The City Administrator's action of identifying friends and associates, principally from Oakland, California, for non-competitive, sole source "deals" with the District government resulted in transactions that were not: above reproach, "arms length," completely impartial, and free from the appearance of preferential treatment. . . . These transactions, or business opportunities, were not publicly disclosed or subjected to a credible competitive procurement process. . . .
The Auditor found a lack of employees within the OCA [Office of the City Administrator] and EOM [Executive Office of the Mayor] with critical skill sets and professional acumen necessary to guide, support, and aid officials and managers in both offices in complying with applicable rules, regulations and laws pertaining to finance and procurement. Inexperience and lack of knowledge has played a significant role in giving rise to these and other deviations from applicable laws, rules, regulations, and standards of public stewardship within the executive branch. The poor example set by this shortcoming is conveyed to and is evident within many other agencies and offices of the District government. The transactions reviewed by the Auditor for this report were indicative of management pressures and lapses that resulted in inadequate separation of duties, irregular procurement and financial transactions, inadequate management oversight, decision-making lacking transparency, and a lack of honest, straightforward and complete disclosure of public information . . . .

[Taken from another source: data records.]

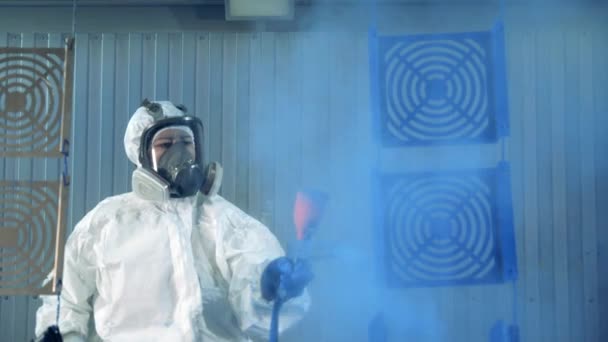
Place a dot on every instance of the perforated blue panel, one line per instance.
(448, 228)
(439, 89)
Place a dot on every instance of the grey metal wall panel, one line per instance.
(284, 110)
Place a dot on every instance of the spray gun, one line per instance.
(307, 212)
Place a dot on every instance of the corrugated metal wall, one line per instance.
(285, 110)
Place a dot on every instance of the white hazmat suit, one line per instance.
(186, 269)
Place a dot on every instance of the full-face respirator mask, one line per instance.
(171, 157)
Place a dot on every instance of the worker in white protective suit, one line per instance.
(172, 260)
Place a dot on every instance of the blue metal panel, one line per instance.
(439, 88)
(447, 228)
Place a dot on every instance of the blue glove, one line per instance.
(285, 279)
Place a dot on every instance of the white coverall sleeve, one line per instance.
(78, 288)
(247, 249)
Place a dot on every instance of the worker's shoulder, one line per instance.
(235, 215)
(113, 206)
(118, 202)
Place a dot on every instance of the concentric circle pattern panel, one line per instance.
(31, 101)
(442, 228)
(437, 89)
(28, 232)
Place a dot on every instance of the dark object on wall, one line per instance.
(503, 332)
(439, 88)
(52, 334)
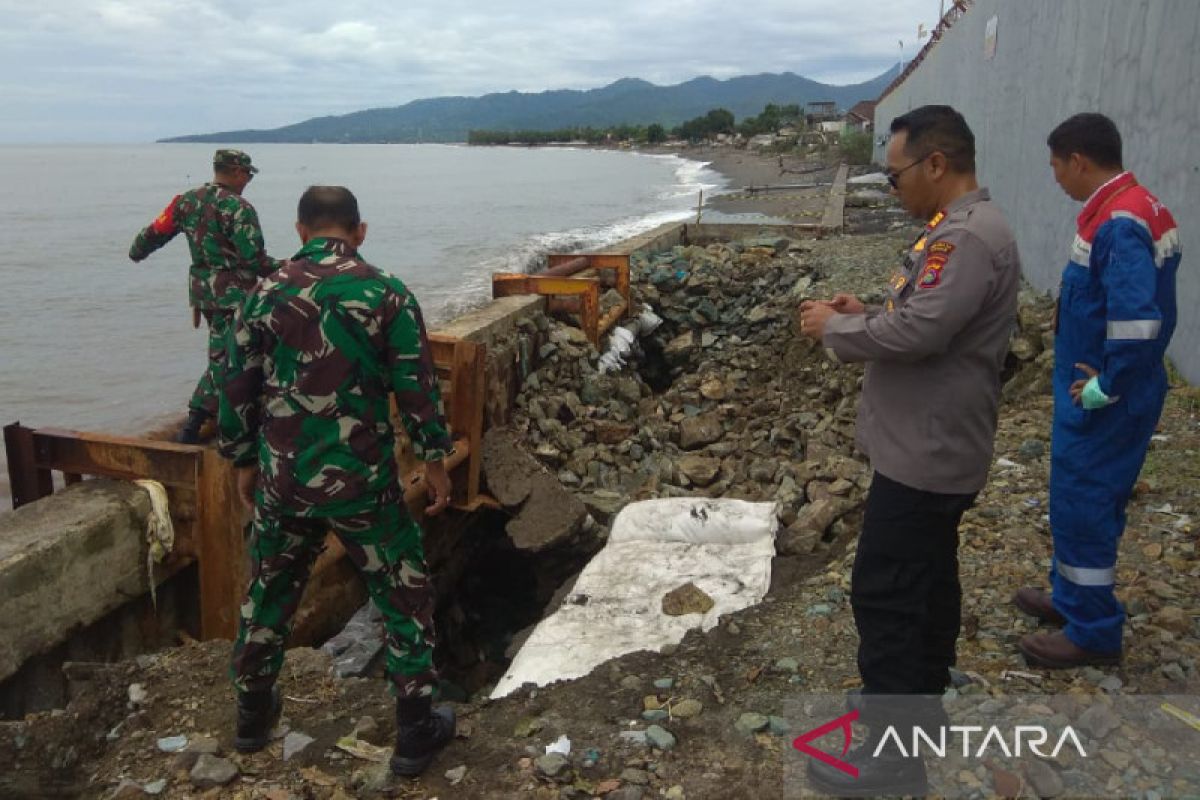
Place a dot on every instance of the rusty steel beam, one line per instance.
(565, 265)
(27, 480)
(121, 457)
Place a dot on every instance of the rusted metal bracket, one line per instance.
(570, 289)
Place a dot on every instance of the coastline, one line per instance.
(747, 168)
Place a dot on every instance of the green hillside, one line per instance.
(629, 100)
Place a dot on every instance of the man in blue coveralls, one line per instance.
(1116, 314)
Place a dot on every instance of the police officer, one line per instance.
(927, 420)
(315, 354)
(228, 257)
(1116, 314)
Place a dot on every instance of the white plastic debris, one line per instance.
(172, 744)
(721, 546)
(561, 745)
(160, 531)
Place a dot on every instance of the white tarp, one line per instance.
(724, 547)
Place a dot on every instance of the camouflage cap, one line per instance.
(233, 158)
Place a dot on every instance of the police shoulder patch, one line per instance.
(931, 275)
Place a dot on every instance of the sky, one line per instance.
(127, 71)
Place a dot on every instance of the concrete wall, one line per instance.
(1134, 60)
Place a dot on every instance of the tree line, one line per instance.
(707, 126)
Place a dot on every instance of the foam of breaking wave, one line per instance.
(529, 257)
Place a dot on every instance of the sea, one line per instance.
(91, 341)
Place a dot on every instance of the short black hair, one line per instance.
(324, 206)
(1092, 136)
(939, 128)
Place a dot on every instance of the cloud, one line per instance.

It is evident that the EOM has not learned any lessons from past procurement debacles involving the misuse and mismanagement of purchase cards, poor oversight, and lack of accountability for District owned and leased real estate, real estate purchase, mismanagement of the procurement of services for renovation projects and their costs while under the supervision and control of the Office of Property Management, and the longstanding mismanagement of the District's procurement and contracting function and responsibilities. This and other examinations have repeatedly revealed that there have been no discernible improvements in the integrity of the District's procurement and contracting operations.